While nobody is fully sure of the best way to completely address the issue and minimize the risk of concussions during play and practice, the NFL instituted an important program in 2012 to become more proactive in addressing potential concussion situations during games. The NFL began placing certified athletic trainers (ATCs) in the stadiums to view games with the purpose of looking at both the in-game contact as well as player behavior after plays and along the sidelines.
The inclusion of these healthcare professionals was a result of a hit to Browns quarterback Colton McCoy during a late season game in December 2011 after the institution of a video review system for injuries. The hit that McCoy took was not noticed during the game but after the game. The NFL realized that a set of eyes were needed to review potential issues in real time. The ATC spotters observe both the game and video feed from the broadcast coverage in real time to identify plays that may result in concussion or injury whether it is from player to player contact or contact with the ground. The ATCs then contact either the team medical staff or the unaffiliated neurotruama consultant to advise them of what was observed. These calls can not be handled by bench staff from the team. The ATCs also instruct technicians to send the video of the specific incident to the sidelines for medical staff to include in their evaluation of the athlete. According to the NFL, approximately 10 plays per game initiate this process. ATC spotters can also initiate a medical timeout. These timeouts are not charged to either team.
While there are several criteria for ATCs who wish to apply to this program, I think the most interesting are:
- At least 10 years experience – enough experience to really have an idea of what they are observing
- Can not have been the Head Trainer for any NFL team previously
- Can not have been employed by an NFL team in the last 20 years
I think the last two criteria that I mentioned are probably the best at showing a positive intent for this program by the NFL. These two criteria help to minimize the impact that past relationships with teams and/or players may have on an ATC Spotters observations.
While this is a great program and the NFL appears to have done a great job in keeping the program impartial and they have empowered the ATCs with the authority to stop game play, this only addresses observational, subjective game day issues. It still does not provide an objective and measured value to the cumulative impacts that occur during the game – or more importantly, the significant hours of practice and seasons of games that comprise a player’s career.

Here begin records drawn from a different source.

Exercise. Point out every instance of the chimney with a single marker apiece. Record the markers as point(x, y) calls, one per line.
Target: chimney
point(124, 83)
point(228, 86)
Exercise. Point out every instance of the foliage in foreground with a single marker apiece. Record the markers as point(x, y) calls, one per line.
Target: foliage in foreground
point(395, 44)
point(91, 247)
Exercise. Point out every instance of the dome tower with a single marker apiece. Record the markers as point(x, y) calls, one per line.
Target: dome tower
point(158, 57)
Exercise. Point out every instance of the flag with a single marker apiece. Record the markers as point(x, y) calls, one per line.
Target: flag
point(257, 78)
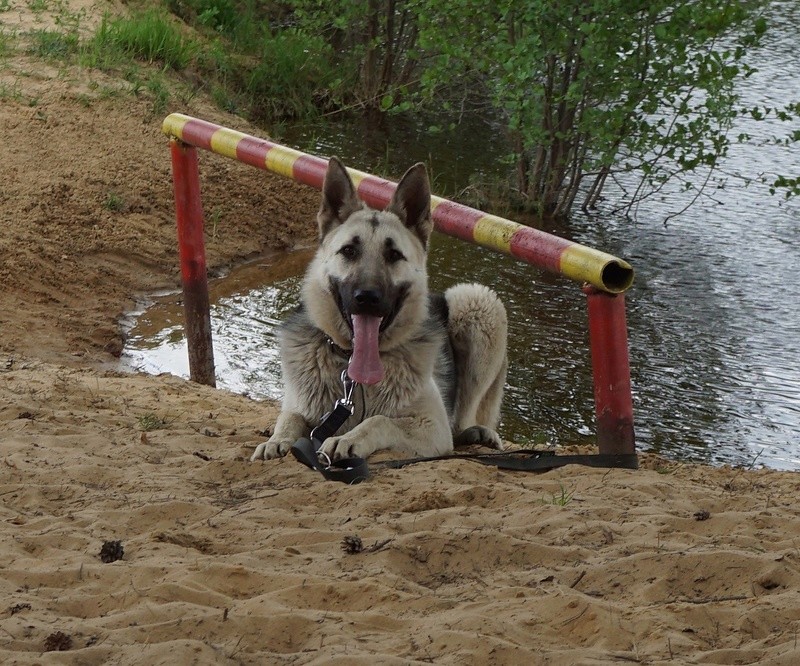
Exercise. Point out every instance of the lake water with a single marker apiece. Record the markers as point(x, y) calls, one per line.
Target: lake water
point(713, 316)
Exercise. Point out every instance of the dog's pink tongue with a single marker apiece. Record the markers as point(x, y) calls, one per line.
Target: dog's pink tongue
point(365, 364)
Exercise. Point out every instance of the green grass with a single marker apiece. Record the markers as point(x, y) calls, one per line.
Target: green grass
point(151, 36)
point(53, 45)
point(148, 422)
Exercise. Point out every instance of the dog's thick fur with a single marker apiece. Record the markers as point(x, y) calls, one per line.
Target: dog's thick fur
point(444, 356)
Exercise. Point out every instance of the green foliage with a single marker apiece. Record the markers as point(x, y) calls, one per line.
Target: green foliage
point(53, 45)
point(293, 75)
point(588, 89)
point(375, 44)
point(151, 35)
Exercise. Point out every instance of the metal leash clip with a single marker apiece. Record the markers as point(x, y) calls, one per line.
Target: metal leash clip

Helmet impact sensors like those from Shockbox may help to provide a more objective dataset to determine the amount of cumulative impacts that a player goes through during the course of games and practices. The US military has been studying head trauma through the use of helmet sensors since 2007 and began collaborating with the NFL in 2012 to better advance the science and address the issues.
The US Army had been using helmet based sensors in Afghanistan to measure blast pressures during IED events during combat patrols. The sensors are triggered with forces greater than 150 newtons, which is the equivalent of just under 34 pounds of force. Not a whole lot of force when compared to the forces of between 447 pounds and 1,066 pounds in boxers when punching. However, a drawback to the Army/DARPA program was that it was only run in combat zones and did not take into account proximity and cumulative exposure to blast pressures when firing heavy weapons. The program was ended in late 2016.
There is one five year study that was done at University of North Carolina that looked at not just game day impacts but also the hits sustained during practice sessions. The data that they collected shows some interesting data points. They found that some impacts that were of significant force did not cause concussions while some lesser impacts that were below “threshold” did cause concussions. Within these below threshold concussions, they found that the area of the point of impact on the head is just as important as the amount of force.
We still have a lot to learn about the causes and effects of concussions as well as treatment post concussion (as we’ve pointed out in a Friday Five post). But, we can take notes from the positive aspects of what the NFL has done so far with their ATC Spotter program in being more proactive in dealing with health related “workplace” issues.